The Lowcountry Graduate Center (LGC) recently released the results of an online survey that provides an overview of the career aspirations and challenges for K4-12 teachers in the greater Charleston region. Of the 876 respondents, 45.6% indicated they are considering pursuing graduate education in the next five years as a means of achieving their goals.
“Because of the importance of retaining quality teachers and preparing tomorrow’s leaders in educational ranks, our K4- 12 Education Advisory Board felt it was important for us to learn more about teacher career goals and possible impediments to realizing such goals. This insight will enable our local schools and school districts, and the universities that are providing graduate education of our teachers, to align resources appropriately to better prepare for our region’s future,” said Nancy Muller, director of the Lowcountry Graduate Center.
The areas of strongest growth in graduate education include Literacy Education, Computer Science/Information Technology, and Gifted and Talented Education with more individuals expressing interest in transitioning into these specializations over other areas such as Science & Math and Special Education, which did not see the same positive shifts.
The survey also revealed the preferred instructional delivery format for earning a graduate degree or certificate, as 52.6% of respondents indicated their desire to enroll in hybrid classes, incorporating live video conferencing or online content delivery combined with face-to-face interaction with a teacher and fellow classmates.
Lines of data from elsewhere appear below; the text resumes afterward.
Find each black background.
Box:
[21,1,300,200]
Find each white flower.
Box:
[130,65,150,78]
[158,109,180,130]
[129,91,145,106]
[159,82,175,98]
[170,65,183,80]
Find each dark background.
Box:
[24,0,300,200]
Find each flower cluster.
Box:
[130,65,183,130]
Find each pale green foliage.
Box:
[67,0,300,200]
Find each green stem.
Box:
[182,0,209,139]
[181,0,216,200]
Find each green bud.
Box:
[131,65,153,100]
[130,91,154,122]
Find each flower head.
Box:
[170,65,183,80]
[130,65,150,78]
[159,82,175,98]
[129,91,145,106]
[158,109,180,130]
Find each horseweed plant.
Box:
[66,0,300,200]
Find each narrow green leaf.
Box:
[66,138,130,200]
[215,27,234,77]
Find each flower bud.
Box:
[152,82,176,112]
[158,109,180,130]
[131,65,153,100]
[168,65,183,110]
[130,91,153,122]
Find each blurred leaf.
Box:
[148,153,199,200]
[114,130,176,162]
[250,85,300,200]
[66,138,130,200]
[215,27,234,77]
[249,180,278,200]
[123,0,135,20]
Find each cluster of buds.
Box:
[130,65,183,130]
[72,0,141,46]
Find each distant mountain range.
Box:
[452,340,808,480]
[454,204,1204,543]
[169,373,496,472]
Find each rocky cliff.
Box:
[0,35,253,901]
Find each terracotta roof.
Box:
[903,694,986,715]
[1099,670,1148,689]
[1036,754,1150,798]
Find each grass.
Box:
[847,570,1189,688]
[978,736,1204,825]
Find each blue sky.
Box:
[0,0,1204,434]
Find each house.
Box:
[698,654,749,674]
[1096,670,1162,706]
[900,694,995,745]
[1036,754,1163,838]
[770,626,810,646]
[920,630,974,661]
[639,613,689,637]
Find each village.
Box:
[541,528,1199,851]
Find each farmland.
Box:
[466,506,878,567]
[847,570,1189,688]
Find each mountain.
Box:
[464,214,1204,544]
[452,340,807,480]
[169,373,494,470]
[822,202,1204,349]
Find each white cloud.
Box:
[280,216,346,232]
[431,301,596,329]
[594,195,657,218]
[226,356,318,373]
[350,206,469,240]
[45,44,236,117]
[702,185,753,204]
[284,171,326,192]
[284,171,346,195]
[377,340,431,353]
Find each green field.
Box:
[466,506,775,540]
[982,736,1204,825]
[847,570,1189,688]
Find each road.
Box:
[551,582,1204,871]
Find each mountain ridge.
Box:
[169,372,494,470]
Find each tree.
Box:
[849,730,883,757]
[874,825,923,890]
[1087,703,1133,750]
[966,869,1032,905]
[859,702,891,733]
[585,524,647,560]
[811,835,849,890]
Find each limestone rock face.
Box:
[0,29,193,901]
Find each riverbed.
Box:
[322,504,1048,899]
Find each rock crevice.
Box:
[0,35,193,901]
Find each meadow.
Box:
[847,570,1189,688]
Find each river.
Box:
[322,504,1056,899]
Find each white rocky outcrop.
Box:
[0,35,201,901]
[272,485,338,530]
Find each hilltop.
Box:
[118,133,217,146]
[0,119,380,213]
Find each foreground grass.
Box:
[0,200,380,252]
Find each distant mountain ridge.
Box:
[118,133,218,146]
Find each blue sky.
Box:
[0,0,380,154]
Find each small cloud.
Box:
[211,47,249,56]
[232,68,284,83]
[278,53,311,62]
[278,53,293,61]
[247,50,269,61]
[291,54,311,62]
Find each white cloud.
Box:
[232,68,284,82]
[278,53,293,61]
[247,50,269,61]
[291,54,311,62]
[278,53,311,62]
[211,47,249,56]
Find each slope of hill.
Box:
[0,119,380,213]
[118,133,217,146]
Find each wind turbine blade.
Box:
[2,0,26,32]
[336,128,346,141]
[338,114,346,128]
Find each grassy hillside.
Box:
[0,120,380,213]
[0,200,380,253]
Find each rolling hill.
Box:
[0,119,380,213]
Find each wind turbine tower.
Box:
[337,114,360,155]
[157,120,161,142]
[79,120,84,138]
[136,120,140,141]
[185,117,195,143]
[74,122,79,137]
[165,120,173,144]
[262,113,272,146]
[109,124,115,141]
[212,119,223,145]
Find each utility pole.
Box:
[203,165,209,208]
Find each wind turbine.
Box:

Another one-third of teachers prefer self-paced online instruction, with only 16.6% seeking traditional, face-to-face in-class instruction.
Teachers in the Lowcountry indicated that there is a variety of motivating factors for why they are planning to pursue a graduate degree or certificate. One-third of respondents stated that their primary goal is to earn more money. This is followed by an expressed desire by others to move into a senior rank in administration at the school or district level or to move into higher education and teach at the college/university level. Still, others are chiefly motivated by intrinsic factors.
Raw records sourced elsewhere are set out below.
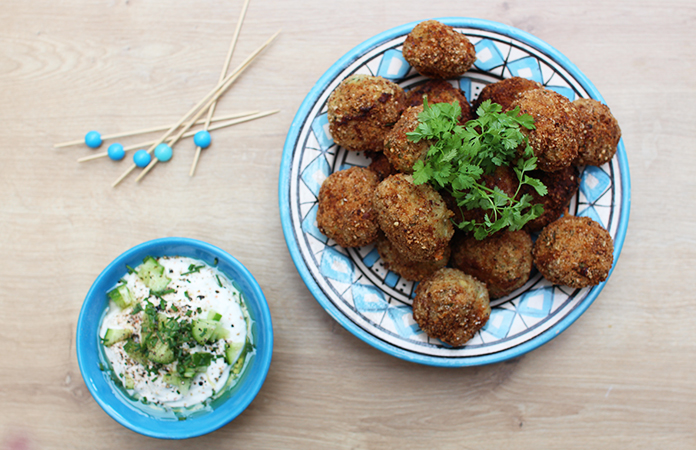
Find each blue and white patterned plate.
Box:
[279,18,630,367]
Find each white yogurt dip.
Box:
[99,257,251,410]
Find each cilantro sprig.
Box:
[407,98,547,240]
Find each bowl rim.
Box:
[278,17,631,367]
[75,237,273,439]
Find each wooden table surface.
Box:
[0,0,696,450]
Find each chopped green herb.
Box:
[407,98,547,240]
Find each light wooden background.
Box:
[0,0,696,450]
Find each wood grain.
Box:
[0,0,696,450]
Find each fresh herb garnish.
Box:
[407,98,547,240]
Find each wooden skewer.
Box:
[133,30,280,184]
[111,31,280,187]
[77,111,259,162]
[53,111,258,148]
[189,0,249,177]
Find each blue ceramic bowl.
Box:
[76,237,273,439]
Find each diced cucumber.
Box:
[103,328,133,347]
[192,319,219,345]
[162,373,191,395]
[123,375,135,389]
[106,284,135,309]
[123,339,148,366]
[147,339,174,364]
[136,256,172,292]
[208,309,222,322]
[231,353,247,375]
[225,342,244,365]
[213,323,230,341]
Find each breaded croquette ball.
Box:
[406,80,474,123]
[521,166,580,233]
[573,98,621,166]
[474,77,544,111]
[327,74,405,151]
[510,89,582,172]
[373,173,454,261]
[377,236,450,281]
[402,20,476,78]
[450,230,533,299]
[317,167,379,247]
[533,216,614,289]
[383,105,431,173]
[365,152,396,181]
[413,268,491,347]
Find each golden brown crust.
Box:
[450,230,533,298]
[365,152,396,181]
[402,20,476,78]
[533,216,614,289]
[474,77,544,111]
[573,98,621,166]
[406,80,474,123]
[317,167,379,247]
[383,105,430,173]
[373,173,454,261]
[377,236,450,281]
[510,89,582,172]
[522,166,580,233]
[327,74,406,151]
[413,268,491,347]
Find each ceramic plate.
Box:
[279,18,630,367]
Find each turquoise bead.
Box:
[193,130,212,148]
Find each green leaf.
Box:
[407,97,547,239]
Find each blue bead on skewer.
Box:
[85,131,102,148]
[193,130,211,148]
[107,142,126,161]
[133,150,152,167]
[155,144,173,162]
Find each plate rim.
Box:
[278,17,631,367]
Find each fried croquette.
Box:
[377,236,450,281]
[365,152,397,181]
[406,80,474,123]
[402,20,476,79]
[521,166,580,233]
[373,173,454,261]
[383,105,430,173]
[317,167,379,247]
[413,268,491,347]
[327,74,406,151]
[450,230,533,299]
[510,89,582,172]
[533,216,614,289]
[573,98,621,166]
[474,77,544,111]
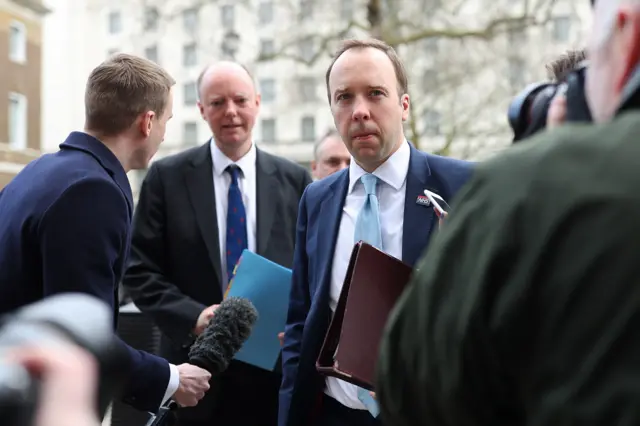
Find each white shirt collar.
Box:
[211,138,256,178]
[348,140,411,194]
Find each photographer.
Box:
[507,50,591,143]
[5,344,100,426]
[376,0,640,426]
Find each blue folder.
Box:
[225,250,291,371]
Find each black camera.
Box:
[507,61,591,143]
[0,293,128,426]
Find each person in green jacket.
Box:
[376,0,640,426]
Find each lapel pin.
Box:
[416,195,431,207]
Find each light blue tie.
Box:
[355,173,382,417]
[355,173,382,250]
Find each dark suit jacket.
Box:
[0,132,170,411]
[278,147,472,426]
[123,143,311,419]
Despite the strong value these teachers see in earning a graduate education, many challenges still exist that could prevent them from achieving this goal. The cost and ability to secure the funds to allow for graduate studies were listed as the biggest hurdles for prospective students. Carving out time for class and studies, while balancing work, home, and community responsibilities is the next largest obstacle for teachers who are working full-time.
“As Berkeley County continues to grow, it is our priority to recruit, retain, and help support the development of teachers who will ensure that all students in our district receive a world-class education,” stated Sharon Snyder, director of professional development and school improvement at Berkeley County School District. “To achieve this, we are delighted to gain further insights into our teacher’s aspirations and the challenges they face through the responses provided in this survey.” Ms. Snyder serves on the LGC’s Education Advisory Board representing Berkeley County, one of five Lowcountry counties with representation on the Board.